"Biz kaybettik" demiş Fazıl Say; "Onlar yüzde 70, biz ise yüzde 30; kızımı da alıp Türkiye'yi terk edeceğim..." Bu kadar yalın, bu kadar basit... Türk medyası günlerdir 'ünlü' piyanistin bir Alman gazetesine verdiği demeçte yer alan bu sözleri tartışıyor.

Sözler tartışılmayacak gibi değil.

Basit bir yanlış anlaşılma da yatıyor olabilir bu sözlerde; 29 Ekim Cumhuriyet Bayramı için Cumhurbaşkanı Abdullah Gül'ün Çankaya Köşkü'nde verdiği davete çağrılmamasının burukluğu, kırılmışlığı... Öyle ise ortada sorun yok demektir. Çankaya Köşkü'nden açıklama gelmekte gecikmedi çünkü: Fazıl Say da davetliymiş o gece; davetiyesi Ankara adresine gönderilmiş...

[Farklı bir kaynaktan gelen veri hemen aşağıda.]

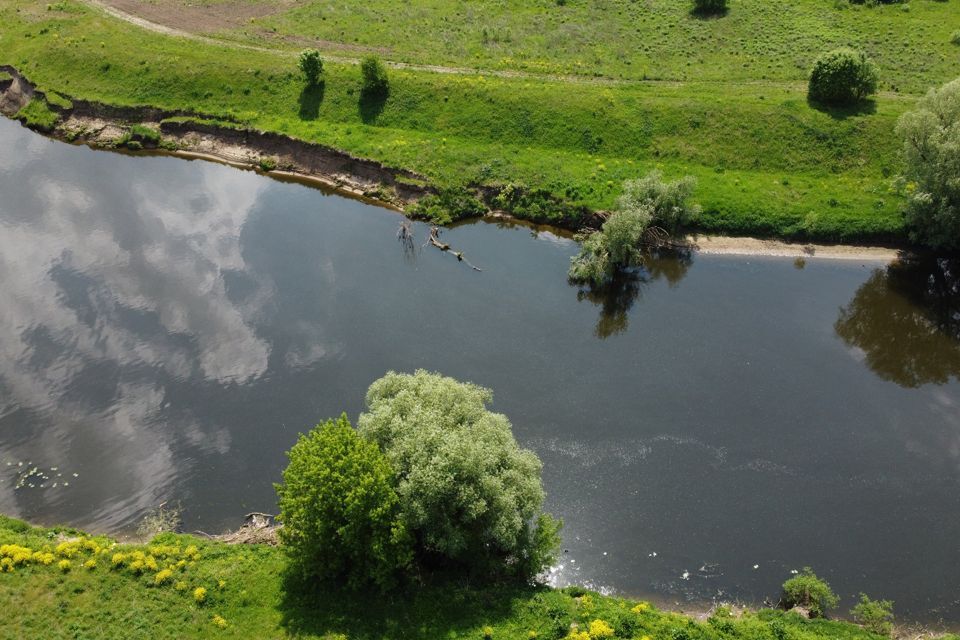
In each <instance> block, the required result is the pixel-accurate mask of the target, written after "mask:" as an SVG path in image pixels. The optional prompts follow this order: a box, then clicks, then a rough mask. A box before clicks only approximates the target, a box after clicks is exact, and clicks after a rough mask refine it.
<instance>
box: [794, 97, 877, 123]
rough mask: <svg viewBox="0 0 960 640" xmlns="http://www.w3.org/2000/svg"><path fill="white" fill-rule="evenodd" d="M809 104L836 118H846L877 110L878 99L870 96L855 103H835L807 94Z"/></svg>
mask: <svg viewBox="0 0 960 640" xmlns="http://www.w3.org/2000/svg"><path fill="white" fill-rule="evenodd" d="M807 105H809V107H810V108H811V109H814V110H816V111H819V112H821V113H825V114H827V115H828V116H830V117H831V118H833V119H834V120H846V119H847V118H852V117H856V116H868V115H871V114H874V113H876V112H877V101H876V100H874V99H872V98H868V99H865V100H860V101H858V102H855V103H853V104H845V105H834V104H827V103H824V102H820V101H818V100H814V99H813V98H811V97H810V96H807Z"/></svg>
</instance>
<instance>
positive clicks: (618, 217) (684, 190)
mask: <svg viewBox="0 0 960 640" xmlns="http://www.w3.org/2000/svg"><path fill="white" fill-rule="evenodd" d="M695 185H696V182H695V180H694V179H693V178H691V177H689V176H688V177H685V178H682V179H681V180H677V181H675V182H664V181H663V174H662V173H660V172H659V171H652V172H651V173H649V174H648V175H647V176H646V177H644V178H641V179H639V180H629V181H627V182H625V183H624V188H623V195H621V196H620V198H619V199H618V200H617V210H616V211H614V212H613V214H612V215H611V216H610V217H609V218H608V219H607V221H606V222H604V223H603V226H602V227H601V229H600V231H597V232H595V233H591V234H589V235H587V236H585V237H581V240H582V242H583V244H582V245H581V247H580V252H579V253H578V254H577V255H576V256H574V257H573V258H572V259H571V264H570V270H569V272H568V274H567V275H568V276H569V278H570V280H571V281H573V282H579V283H589V284H591V285H592V286H594V287H602V286H605V285H607V284H609V283H610V281H612V280H613V279H614V277H615V276H616V275H617V273H618V272H620V271H623V270H625V269H630V268H633V267H639V266H641V265H642V264H643V261H644V258H645V251H646V248H647V246H648V245H650V244H652V243H653V244H655V243H656V242H658V241H659V240H658V238H659V237H660V235H659V232H660V230H662V231H666V232H668V233H673V232H676V231H677V230H678V229H679V228H680V227H682V226H683V225H685V224H689V223H690V222H691V221H692V220H694V219H695V218H696V217H697V216H698V215H699V213H700V208H699V207H698V206H696V205H692V204H689V202H688V200H689V198H690V196H691V195H692V193H693V189H694V186H695ZM654 227H656V231H655V233H654V237H652V238H651V235H650V232H651V229H652V228H654Z"/></svg>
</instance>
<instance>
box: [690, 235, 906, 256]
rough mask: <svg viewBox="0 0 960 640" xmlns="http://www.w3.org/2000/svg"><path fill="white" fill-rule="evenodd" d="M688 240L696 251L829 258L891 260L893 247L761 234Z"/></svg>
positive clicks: (736, 253) (717, 253) (753, 255)
mask: <svg viewBox="0 0 960 640" xmlns="http://www.w3.org/2000/svg"><path fill="white" fill-rule="evenodd" d="M689 241H690V243H691V244H692V245H693V246H695V247H696V248H697V250H698V251H700V253H708V254H721V255H741V256H778V257H784V258H797V259H798V260H806V259H809V258H829V259H832V260H882V261H891V260H895V259H896V258H897V255H898V251H897V250H896V249H891V248H889V247H867V246H857V245H840V244H838V245H830V244H810V243H801V242H784V241H782V240H767V239H762V238H735V237H730V236H705V235H698V236H691V237H690V238H689Z"/></svg>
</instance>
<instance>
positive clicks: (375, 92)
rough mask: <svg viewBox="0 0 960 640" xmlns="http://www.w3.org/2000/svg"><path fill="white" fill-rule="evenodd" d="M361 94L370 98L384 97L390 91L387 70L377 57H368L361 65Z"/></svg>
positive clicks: (360, 65)
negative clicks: (387, 74) (375, 97)
mask: <svg viewBox="0 0 960 640" xmlns="http://www.w3.org/2000/svg"><path fill="white" fill-rule="evenodd" d="M360 74H361V77H362V80H361V82H360V92H361V94H363V95H368V96H382V95H385V94H386V93H387V92H388V91H389V89H390V82H389V80H388V78H387V68H386V67H384V66H383V63H382V62H380V58H378V57H376V56H367V57H366V58H364V59H363V61H362V62H361V63H360Z"/></svg>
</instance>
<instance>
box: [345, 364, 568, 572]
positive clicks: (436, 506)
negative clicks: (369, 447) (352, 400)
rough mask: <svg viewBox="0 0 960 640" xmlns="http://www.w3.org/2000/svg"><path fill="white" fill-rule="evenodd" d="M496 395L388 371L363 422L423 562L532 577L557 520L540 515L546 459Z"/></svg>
mask: <svg viewBox="0 0 960 640" xmlns="http://www.w3.org/2000/svg"><path fill="white" fill-rule="evenodd" d="M491 400H492V394H491V392H490V391H489V390H488V389H484V388H482V387H479V386H476V385H474V384H469V383H462V382H458V381H456V380H454V379H453V378H448V377H444V376H441V375H439V374H435V373H429V372H426V371H422V370H421V371H417V372H416V373H414V374H412V375H410V374H400V373H393V372H390V373H388V374H387V375H386V376H384V377H383V378H381V379H380V380H377V381H376V382H374V383H373V385H371V387H370V389H369V391H368V392H367V398H366V402H367V412H366V413H363V414H361V416H360V419H359V421H358V425H359V429H360V433H361V435H363V437H365V438H367V439H369V440H370V441H372V442H374V443H376V444H377V445H379V446H380V447H381V448H382V450H383V451H384V453H385V455H386V457H387V458H388V459H389V461H390V463H391V464H392V466H393V468H394V469H395V470H396V474H397V493H398V495H399V496H400V502H401V505H402V519H403V523H404V526H405V527H406V528H407V529H408V530H409V531H410V533H411V535H412V536H413V537H414V539H415V542H416V547H417V552H418V555H419V560H420V561H421V562H424V563H425V564H427V565H440V566H453V567H460V568H466V569H468V570H473V571H474V572H475V573H477V574H480V575H487V576H504V577H507V576H513V577H520V578H532V577H533V576H535V575H536V574H537V573H539V572H540V571H542V570H543V569H545V568H546V567H547V566H549V564H550V562H551V560H552V559H553V557H554V554H555V552H556V549H557V546H558V544H559V539H558V536H557V532H558V529H559V524H558V523H557V522H555V521H554V520H553V519H552V518H551V517H550V516H549V515H547V514H545V513H543V511H542V505H543V500H544V491H543V485H542V483H541V478H540V475H541V470H542V465H541V462H540V460H539V458H537V456H536V454H534V453H533V452H532V451H529V450H527V449H523V448H521V447H520V446H519V445H518V444H517V441H516V440H515V438H514V436H513V433H512V431H511V425H510V421H509V420H508V419H507V418H506V416H504V415H502V414H498V413H493V412H491V411H489V410H488V409H487V404H488V403H489V402H490V401H491Z"/></svg>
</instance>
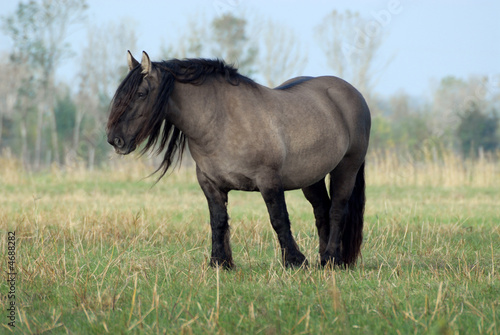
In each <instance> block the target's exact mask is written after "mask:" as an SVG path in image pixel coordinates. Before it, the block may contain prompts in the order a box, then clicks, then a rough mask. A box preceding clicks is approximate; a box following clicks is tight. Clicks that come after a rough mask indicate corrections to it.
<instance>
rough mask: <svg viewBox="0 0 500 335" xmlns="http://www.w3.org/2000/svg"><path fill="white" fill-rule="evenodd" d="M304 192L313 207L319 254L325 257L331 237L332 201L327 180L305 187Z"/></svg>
mask: <svg viewBox="0 0 500 335" xmlns="http://www.w3.org/2000/svg"><path fill="white" fill-rule="evenodd" d="M302 192H303V193H304V195H305V197H306V199H307V200H308V201H309V202H310V203H311V205H312V207H313V210H314V218H315V219H316V228H317V229H318V235H319V254H320V255H323V254H324V253H325V251H326V246H327V244H328V239H329V236H330V207H331V200H330V197H329V196H328V192H327V190H326V184H325V179H321V180H320V181H318V182H317V183H316V184H313V185H311V186H308V187H304V188H303V189H302Z"/></svg>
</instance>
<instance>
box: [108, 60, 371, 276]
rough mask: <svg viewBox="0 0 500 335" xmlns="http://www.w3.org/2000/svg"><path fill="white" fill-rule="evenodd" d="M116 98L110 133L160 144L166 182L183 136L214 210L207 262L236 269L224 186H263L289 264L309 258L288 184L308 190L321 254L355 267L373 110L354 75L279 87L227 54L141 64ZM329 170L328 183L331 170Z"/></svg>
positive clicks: (274, 227)
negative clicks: (327, 175) (295, 234)
mask: <svg viewBox="0 0 500 335" xmlns="http://www.w3.org/2000/svg"><path fill="white" fill-rule="evenodd" d="M127 59H128V67H129V72H128V74H127V76H126V77H125V79H123V81H122V82H121V84H120V85H119V86H118V89H117V90H116V93H115V95H114V97H113V99H112V100H111V103H110V111H109V119H108V123H107V140H108V142H109V143H110V144H111V145H112V146H113V147H114V149H115V151H116V153H118V154H121V155H127V154H129V153H131V152H132V151H134V150H135V149H136V148H137V147H138V146H139V145H141V143H143V142H144V143H145V144H144V146H143V148H142V150H141V152H142V153H145V152H148V151H153V152H155V153H156V154H160V153H162V152H164V156H163V160H162V161H161V163H160V166H159V167H158V169H157V170H156V171H155V172H159V174H160V176H159V178H158V180H160V179H161V178H162V177H163V176H164V175H165V173H166V172H167V170H168V169H169V168H170V167H171V166H173V165H175V164H174V163H177V162H178V160H179V159H180V158H181V157H182V153H183V152H184V149H185V146H186V145H187V146H188V148H189V151H190V153H191V155H192V158H193V160H194V162H195V164H196V176H197V179H198V183H199V185H200V187H201V189H202V191H203V193H204V195H205V197H206V200H207V203H208V209H209V213H210V227H211V233H212V251H211V257H210V265H211V266H214V267H217V266H221V267H223V268H226V269H230V268H233V267H234V262H233V257H232V252H231V247H230V230H229V223H228V220H229V217H228V213H227V202H228V192H229V191H231V190H241V191H258V192H260V193H261V195H262V197H263V199H264V201H265V204H266V206H267V210H268V213H269V217H270V221H271V225H272V227H273V228H274V230H275V232H276V234H277V238H278V241H279V244H280V248H281V256H282V262H283V264H284V265H285V266H287V267H300V266H307V265H308V262H307V259H306V257H305V256H304V255H303V254H302V253H301V252H300V250H299V247H298V245H297V243H296V242H295V240H294V238H293V235H292V232H291V224H290V219H289V215H288V211H287V206H286V203H285V196H284V192H285V191H288V190H295V189H302V191H303V194H304V196H305V198H306V199H307V200H308V201H309V202H310V203H311V205H312V207H313V211H314V217H315V224H316V227H317V231H318V236H319V254H320V264H321V265H322V266H325V265H328V264H330V265H331V266H339V267H344V268H345V267H348V266H351V265H354V264H355V263H356V259H357V257H358V255H359V253H360V250H361V244H362V239H363V235H362V230H363V215H364V207H365V201H366V199H365V178H364V167H365V156H366V152H367V148H368V143H369V135H370V127H371V116H370V111H369V108H368V105H367V103H366V101H365V99H364V98H363V96H362V95H361V93H360V92H358V91H357V90H356V89H355V88H354V87H353V86H352V85H350V84H349V83H347V82H346V81H344V80H342V79H340V78H337V77H333V76H322V77H315V78H313V77H298V78H294V79H290V80H288V81H286V82H285V83H283V84H282V85H280V86H278V87H276V88H274V89H272V88H268V87H265V86H262V85H259V84H257V83H256V82H255V81H253V80H251V79H250V78H248V77H245V76H244V75H242V74H240V73H239V72H238V70H237V69H236V68H235V67H234V66H233V65H228V64H226V63H225V62H224V61H222V60H220V59H183V60H179V59H172V60H168V61H161V62H151V60H150V58H149V56H148V54H147V53H146V52H143V53H142V59H141V62H140V63H139V62H138V61H137V60H136V59H135V58H134V57H133V56H132V54H131V53H130V51H128V55H127ZM327 175H329V176H330V178H329V192H328V190H327V181H326V179H325V178H326V176H327Z"/></svg>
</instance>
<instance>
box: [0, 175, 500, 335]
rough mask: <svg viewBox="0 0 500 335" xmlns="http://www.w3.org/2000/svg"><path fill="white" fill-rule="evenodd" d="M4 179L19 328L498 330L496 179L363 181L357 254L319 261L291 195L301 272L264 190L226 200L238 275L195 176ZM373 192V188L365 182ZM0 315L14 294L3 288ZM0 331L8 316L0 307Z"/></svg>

Bu tartışmalar sırasında, kızının düğününe çağrılmadığı için Turgut Özal'a küstüğünü sütununda açıklayan Özal-dostu bir meslektaşımıza o günlerde reva görülen muameleyi hatırlayan çıktı mı acaba? Görgüsüzlüğünden tutup yağdanlık olmasına kadar bir dizi can sıkıcı ithama mâruz kalmıştı o yazar. Fazıl Say'ın Çankaya'ya davet edilmediği için Türkiye'yi terk etme niyetine o açıdan yaklaşan tek bir kalem çıkmadı. "Medya gelişerek değişti" mi demeliyiz, yoksa "Medya o bildik çifte standardıyla huzurunuzda" mı?

Türkiye'de genellikle çoğunluğu (pek o kadar büyük bir çoğunluk olmasa da) teşkil edenlerin başkalarını umursamazlığına tanık olmuştur. "Ya sev, ya terk et" o umursamazlığın çılgınlık derecesine erişmiş sloganıdır. Şimdi iş tersine dönmüşe benziyor. Kimse kimseye "Terk et" demediği halde, içinden, "Terk etmeliyim" düşüncesi geçenlerimiz var.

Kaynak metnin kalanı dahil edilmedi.